バブル後の20年間で、旅行業界人の一番の大きな意識変化は、日程表どおりツアーが遂行さえすれば、すべてのお客様の満足が得られると思っていることではないか。もしくは、自社が選りすぐったマニュアルどおり添乗員が実行しさえすれば、お客様からクレームがおきるわけがない、と。
以前であれば、担当者は、ツアーの手配は無事完了した時点でも、ツアーはまだ半分しか完成していないと思っていた。「絶対」はありえなかった。あと半分は、添乗員の裁量にゆだねられていた。どんなにツアーが手配どおり、もしくはマニュアルどおりに進もうとも、旅もお客も生きものであり、結果は時価であることを良心的な担当者は皆知っていた。

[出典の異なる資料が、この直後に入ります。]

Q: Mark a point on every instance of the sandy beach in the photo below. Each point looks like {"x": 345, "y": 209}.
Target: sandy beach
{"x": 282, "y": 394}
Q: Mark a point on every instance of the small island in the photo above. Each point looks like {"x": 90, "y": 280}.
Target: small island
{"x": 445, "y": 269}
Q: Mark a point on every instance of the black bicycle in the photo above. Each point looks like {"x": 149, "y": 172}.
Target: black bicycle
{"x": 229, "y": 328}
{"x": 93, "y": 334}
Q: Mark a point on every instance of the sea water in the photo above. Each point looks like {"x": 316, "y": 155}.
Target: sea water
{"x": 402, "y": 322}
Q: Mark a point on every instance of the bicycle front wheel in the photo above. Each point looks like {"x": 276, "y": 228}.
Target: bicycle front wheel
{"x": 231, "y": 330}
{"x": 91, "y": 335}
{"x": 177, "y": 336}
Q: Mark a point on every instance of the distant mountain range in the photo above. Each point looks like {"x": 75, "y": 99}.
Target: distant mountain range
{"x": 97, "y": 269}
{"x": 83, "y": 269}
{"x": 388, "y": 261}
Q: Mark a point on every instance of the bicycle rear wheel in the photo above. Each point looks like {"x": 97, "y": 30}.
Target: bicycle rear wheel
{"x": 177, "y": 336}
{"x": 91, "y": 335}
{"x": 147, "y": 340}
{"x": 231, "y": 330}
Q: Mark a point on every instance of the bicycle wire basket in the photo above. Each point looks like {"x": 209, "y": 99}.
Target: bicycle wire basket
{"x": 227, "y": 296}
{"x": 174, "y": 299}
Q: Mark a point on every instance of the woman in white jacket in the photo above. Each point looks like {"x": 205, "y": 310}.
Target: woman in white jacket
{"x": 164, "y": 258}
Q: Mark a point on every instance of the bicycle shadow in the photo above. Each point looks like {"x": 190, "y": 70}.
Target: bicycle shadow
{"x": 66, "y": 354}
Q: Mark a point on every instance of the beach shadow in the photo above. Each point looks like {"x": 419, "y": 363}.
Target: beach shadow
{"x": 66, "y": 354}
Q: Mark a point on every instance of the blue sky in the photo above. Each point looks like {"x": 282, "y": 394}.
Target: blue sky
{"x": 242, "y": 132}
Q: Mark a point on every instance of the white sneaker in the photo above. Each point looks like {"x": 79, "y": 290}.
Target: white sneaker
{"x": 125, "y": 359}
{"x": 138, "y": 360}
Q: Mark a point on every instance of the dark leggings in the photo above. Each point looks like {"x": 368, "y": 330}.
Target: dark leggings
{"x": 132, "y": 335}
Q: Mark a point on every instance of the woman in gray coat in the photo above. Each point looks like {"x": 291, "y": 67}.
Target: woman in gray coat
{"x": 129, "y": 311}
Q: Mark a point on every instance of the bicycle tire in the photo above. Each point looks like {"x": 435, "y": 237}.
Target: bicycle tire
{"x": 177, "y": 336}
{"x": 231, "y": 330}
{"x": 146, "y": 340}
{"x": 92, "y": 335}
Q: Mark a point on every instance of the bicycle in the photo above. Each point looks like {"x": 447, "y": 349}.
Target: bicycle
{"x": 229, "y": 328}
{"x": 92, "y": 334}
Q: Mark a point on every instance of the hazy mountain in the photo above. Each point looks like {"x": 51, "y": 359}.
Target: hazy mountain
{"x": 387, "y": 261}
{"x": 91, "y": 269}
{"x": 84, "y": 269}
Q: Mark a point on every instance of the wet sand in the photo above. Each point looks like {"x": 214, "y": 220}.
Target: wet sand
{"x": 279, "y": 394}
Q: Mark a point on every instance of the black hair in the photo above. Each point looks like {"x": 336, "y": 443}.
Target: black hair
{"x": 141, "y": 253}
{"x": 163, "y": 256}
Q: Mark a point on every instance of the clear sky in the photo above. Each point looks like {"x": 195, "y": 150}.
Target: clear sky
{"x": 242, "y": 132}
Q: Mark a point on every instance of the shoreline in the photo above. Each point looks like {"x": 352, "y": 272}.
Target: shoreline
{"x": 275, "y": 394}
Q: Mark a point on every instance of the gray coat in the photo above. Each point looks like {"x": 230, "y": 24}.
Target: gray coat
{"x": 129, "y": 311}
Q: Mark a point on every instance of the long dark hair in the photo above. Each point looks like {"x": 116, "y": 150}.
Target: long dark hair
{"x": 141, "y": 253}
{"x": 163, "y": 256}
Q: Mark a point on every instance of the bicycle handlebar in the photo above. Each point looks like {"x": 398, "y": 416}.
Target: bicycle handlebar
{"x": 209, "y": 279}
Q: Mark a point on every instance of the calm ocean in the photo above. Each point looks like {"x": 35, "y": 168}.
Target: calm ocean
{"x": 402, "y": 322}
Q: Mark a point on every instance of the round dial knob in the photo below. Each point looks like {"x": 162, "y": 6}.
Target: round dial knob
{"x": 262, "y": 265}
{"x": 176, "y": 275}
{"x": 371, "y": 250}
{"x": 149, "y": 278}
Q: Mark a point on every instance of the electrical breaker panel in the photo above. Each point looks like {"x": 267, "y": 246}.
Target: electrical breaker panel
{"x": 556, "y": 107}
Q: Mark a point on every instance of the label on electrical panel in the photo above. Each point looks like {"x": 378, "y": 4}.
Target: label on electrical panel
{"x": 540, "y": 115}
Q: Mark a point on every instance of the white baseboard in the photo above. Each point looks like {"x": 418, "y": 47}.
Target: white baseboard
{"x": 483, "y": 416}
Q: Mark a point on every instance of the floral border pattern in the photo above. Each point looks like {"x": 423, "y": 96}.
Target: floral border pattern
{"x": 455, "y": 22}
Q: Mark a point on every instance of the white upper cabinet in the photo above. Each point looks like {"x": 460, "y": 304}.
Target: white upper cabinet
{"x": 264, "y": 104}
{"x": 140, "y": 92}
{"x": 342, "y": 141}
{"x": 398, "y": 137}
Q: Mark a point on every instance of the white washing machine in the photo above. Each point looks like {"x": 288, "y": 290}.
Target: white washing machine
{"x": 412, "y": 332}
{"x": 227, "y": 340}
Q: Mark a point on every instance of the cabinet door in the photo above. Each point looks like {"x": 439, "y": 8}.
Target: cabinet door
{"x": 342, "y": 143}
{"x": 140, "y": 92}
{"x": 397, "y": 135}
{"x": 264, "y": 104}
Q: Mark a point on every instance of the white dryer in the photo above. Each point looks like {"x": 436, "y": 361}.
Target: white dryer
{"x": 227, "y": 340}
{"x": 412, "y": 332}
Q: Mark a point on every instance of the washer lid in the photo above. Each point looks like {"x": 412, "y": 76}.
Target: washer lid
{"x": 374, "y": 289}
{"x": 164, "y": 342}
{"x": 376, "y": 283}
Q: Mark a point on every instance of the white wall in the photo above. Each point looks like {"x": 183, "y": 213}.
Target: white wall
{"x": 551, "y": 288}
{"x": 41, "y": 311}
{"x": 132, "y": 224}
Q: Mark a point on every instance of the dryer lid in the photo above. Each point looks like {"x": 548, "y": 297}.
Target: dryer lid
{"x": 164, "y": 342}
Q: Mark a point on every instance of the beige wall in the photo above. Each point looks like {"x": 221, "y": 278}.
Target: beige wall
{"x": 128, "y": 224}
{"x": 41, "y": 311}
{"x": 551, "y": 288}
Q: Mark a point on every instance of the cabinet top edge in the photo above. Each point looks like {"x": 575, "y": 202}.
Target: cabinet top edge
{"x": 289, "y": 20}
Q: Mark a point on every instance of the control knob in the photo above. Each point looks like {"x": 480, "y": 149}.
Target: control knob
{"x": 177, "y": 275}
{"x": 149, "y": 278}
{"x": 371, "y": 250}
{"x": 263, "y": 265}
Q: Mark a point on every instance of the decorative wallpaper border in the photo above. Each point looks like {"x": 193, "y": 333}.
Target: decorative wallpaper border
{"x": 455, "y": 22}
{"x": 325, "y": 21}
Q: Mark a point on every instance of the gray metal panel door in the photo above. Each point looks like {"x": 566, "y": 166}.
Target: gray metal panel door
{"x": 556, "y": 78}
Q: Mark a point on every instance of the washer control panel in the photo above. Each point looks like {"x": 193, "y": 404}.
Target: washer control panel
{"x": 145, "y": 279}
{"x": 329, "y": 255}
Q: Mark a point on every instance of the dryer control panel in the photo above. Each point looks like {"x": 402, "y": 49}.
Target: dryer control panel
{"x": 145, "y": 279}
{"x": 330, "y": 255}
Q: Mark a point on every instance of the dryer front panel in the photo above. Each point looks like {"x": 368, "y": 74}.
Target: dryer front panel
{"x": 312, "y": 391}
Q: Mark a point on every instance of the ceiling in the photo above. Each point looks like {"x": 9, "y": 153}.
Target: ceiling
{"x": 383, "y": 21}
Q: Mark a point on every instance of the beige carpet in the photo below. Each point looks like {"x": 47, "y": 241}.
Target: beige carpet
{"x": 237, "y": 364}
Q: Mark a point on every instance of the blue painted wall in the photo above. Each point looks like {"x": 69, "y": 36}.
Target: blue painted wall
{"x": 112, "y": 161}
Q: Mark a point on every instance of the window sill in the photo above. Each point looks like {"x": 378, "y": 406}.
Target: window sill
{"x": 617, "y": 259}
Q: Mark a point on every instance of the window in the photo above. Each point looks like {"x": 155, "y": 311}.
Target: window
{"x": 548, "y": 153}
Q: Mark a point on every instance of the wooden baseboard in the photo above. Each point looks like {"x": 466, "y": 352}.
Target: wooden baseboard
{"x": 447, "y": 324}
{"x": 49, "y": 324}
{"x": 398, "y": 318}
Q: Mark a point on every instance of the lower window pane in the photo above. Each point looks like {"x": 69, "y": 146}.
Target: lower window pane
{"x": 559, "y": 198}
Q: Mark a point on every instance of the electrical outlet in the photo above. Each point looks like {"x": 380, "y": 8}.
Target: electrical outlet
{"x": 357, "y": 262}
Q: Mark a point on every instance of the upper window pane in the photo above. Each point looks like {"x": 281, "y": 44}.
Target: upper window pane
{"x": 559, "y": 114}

下記、「添乗員 旅行代理店のホンネ」の著者 小島郁夫氏の述べる添乗員の魅力は、現在、ほとんどなくなってしまった。

細かいマニュアルで添乗員をしばりつけ、お客様からクレームが出れば、マニュアルを一つ一つ正確に実行したか問いただす。もし多少でもズレがみつかければ、「ほら!」といって添乗員を叩く。そこには、自分たちが100%絶対的に「正しい」という意識しか存在しない。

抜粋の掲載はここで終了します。